Mis en œuvre en 1984, les quotas laitiers avaient pour objectif de restreindre la surproduction laitière en Europe et l’adapter à la demande. Ce dispositif était à l’origine prévu pour cinq ans. C’est trente ans plus tard que l’Union européenne décide de le supprimer.

 

De 1984 à 2003 :des prix supérieurs à la moyenne mondiale

À l’instauration des quotas, la France a opté pour un système axé sur la conservation du lien aux territoires. Les quotas se gèrent au niveau départemental. Chaque producteur détient un droit à produire individuel qu’il doit respecter sous peine de pénalités de dépassement. Les volumes étant peu mobiles, chaque département conserve ainsi une activité laitière dynamique. Et des dispositifs sont mis en place afin de stabiliser les prix à la production et les garder à un niveau supérieur à la moyenne mondiale.

 

Après 2003 :la filière se déstabilise

En 2003, suite à l’Agenda 2000 et à la réforme de la Pac, des outils de gestion des marchés sont supprimés. Les prix baissent et se rapprochent des niveaux mondiaux. La filière est rapidement déstabilisée : les produits destinés aux marchés mondiaux connaissent des conditions de commercialisation plus volatiles et les entreprises sont moins protégées. Rapidement, des amplitudes de prix à la production apparaissent.

En Europe, les exploitations et les laiteries se restructurent pour gagner en compétitivité. En France, le modèle agricole en place est préservé, avec la création de droits à paiement unique (DPU), et le système renforcé pour les éleveurs laitiers par l’aide directe laitière (ADL), en compensation des baisses de prix à la production.
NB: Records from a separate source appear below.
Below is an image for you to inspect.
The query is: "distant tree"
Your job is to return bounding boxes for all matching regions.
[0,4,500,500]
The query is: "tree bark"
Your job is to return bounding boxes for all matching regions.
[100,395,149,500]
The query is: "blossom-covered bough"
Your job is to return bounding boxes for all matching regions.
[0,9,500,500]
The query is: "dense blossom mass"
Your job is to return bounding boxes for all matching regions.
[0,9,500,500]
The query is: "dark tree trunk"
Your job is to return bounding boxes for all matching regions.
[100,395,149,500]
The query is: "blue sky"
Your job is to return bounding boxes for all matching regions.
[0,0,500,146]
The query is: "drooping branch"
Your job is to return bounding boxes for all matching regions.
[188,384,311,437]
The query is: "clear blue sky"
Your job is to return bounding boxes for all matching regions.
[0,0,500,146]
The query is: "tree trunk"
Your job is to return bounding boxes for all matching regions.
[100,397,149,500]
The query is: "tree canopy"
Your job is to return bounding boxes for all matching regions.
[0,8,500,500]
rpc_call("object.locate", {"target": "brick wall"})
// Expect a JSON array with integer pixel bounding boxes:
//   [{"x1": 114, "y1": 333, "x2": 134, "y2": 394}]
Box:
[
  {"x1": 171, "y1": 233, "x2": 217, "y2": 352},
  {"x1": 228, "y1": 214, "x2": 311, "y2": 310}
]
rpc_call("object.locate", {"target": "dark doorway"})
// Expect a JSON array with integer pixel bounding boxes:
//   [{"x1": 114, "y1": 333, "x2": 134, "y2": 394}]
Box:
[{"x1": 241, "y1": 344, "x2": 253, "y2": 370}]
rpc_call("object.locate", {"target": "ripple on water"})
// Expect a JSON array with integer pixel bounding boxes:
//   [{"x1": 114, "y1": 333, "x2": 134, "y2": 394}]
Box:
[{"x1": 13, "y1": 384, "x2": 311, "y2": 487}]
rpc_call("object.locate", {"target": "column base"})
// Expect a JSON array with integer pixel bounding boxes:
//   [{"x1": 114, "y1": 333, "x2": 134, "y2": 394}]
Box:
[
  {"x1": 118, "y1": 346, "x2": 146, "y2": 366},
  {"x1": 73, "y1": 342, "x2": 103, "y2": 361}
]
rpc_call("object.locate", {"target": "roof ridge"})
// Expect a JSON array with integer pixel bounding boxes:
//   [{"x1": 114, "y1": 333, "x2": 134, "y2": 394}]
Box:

2008 : fin annoncée des quotas


Le bilan de santé de la Pac acte définitivement la fin du système des quotas laitiers pour 2015. Le démantèlement des outils de régulation européens se poursuit et seuls des filets de sécurité activables en cas de crise sont conservés. La commission de l’Union européenne prévoit un «atterrissage en douceur» en augmentant progressivement les références des États-membres, et donc la référence individuelle des producteurs.
Cependant, cet «atterrissage en douceur» est perturbé de 2007 à 2009 par la forte volatilité des prix, conséquence immédiate de la disparition des mécanismes de régulation du marché. En effet, l’absence de stock européen et une offre de lait limitée, en particulier de la part des principaux fournisseurs mondiaux dont l’Océanie, avaient porté les cours des produits industriels laitiers à des niveaux historiquement hauts. Mais la situation s’inverse en 2008 avec une forte reprise de la production laitière, entraînant la crise laitière de 2009. Dans certains pays d’Europe du Nord, la filière laitière, restructurée et plus compétitive, souffre moins que la France de cette crise. Celle-ci est, pour la première fois, directement dépendante de la volatilité des marchés mondiaux sur les cours des produits laitiers et des équilibres offres/demandes. Un avant-goût de l’après-2015 !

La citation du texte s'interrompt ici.